İşin sanıldığı kadar basit olmadığını anlayan öğrenciler hep bir ağızdan bağırmış:
” Hayır tam da dolmuş sayılmaz.”
” Aferin ” demiş hoca yine eğilerek masanın altından kum dolu bir torba çıkararak bunu da kavanozun içine boca etmiş. Yine biraz çalkalayıp kumlarında yerlerine oturmalarını sağladıktan sonra tekrar sormuş:
” Kavanoz doldu mu?”
” Hayır dolmadı,” diye bağırmış öğrenciler
Yine ” Aferin ” demiş hoca. Bu sefer bir sürahi suyu kavanozun içine dökmeye başlamış.
Sonra tekrar sormuş:
” Bu gördüklerinizden nasıl bir ders çıkardınız?”
Bir öğrenci hemen fırlamış:
” Şu dersi çıkardık.Günlük iş programınız ne kadar dolu olursa olsun, her zaman yeni işler için zaman bulabilirsiniz.”

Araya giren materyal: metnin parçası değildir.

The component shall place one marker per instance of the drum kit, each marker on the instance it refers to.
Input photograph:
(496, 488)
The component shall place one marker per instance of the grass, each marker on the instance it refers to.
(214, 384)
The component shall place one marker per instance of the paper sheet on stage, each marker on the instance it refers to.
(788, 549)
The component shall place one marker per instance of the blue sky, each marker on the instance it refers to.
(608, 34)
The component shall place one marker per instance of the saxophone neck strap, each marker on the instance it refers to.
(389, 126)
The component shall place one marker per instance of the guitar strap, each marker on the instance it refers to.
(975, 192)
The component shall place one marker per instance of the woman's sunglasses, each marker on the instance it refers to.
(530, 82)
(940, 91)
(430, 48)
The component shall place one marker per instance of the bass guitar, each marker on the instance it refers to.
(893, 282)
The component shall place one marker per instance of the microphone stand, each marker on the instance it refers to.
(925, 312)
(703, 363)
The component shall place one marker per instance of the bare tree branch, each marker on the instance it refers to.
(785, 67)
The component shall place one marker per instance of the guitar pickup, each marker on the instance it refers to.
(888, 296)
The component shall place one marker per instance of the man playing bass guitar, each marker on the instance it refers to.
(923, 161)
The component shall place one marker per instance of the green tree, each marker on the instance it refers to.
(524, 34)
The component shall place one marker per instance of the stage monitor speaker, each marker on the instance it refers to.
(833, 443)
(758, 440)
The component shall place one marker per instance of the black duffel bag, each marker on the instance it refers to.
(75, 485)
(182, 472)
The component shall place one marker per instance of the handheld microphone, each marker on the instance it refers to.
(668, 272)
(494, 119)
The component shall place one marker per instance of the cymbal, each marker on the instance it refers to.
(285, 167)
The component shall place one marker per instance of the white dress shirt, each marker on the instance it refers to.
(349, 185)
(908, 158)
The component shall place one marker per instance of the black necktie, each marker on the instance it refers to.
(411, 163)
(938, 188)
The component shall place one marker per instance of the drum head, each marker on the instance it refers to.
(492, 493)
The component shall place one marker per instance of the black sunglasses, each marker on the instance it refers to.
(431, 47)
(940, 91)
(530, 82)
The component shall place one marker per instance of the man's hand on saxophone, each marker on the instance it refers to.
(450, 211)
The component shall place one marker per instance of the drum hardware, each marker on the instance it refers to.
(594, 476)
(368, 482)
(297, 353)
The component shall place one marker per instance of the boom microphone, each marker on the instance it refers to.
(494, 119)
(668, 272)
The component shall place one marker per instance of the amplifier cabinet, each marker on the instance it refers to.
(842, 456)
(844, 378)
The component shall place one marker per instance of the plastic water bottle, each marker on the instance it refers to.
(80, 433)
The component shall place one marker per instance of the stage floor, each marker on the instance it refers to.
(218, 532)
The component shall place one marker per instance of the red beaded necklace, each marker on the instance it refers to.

” oda doğru ” demiş hoca. ama ” Asıl çıkarılması gereken ders şu: Eğer büyük taş parçalarını baştan kavanoza koymazsanız, daha sonra asla koyamazsınız.”
Ardından herkesin kendine sorması gereken soruyu sormuş:
” Hayatınızdaki büyük taş parçaları hangileri, onları ilk iş olarak kavanoza koyuyor muyuz? Yoksa kavanozu kumlarla ve suyla doldurup, büyük parçaları dışarıda mı bırakıyoruz?”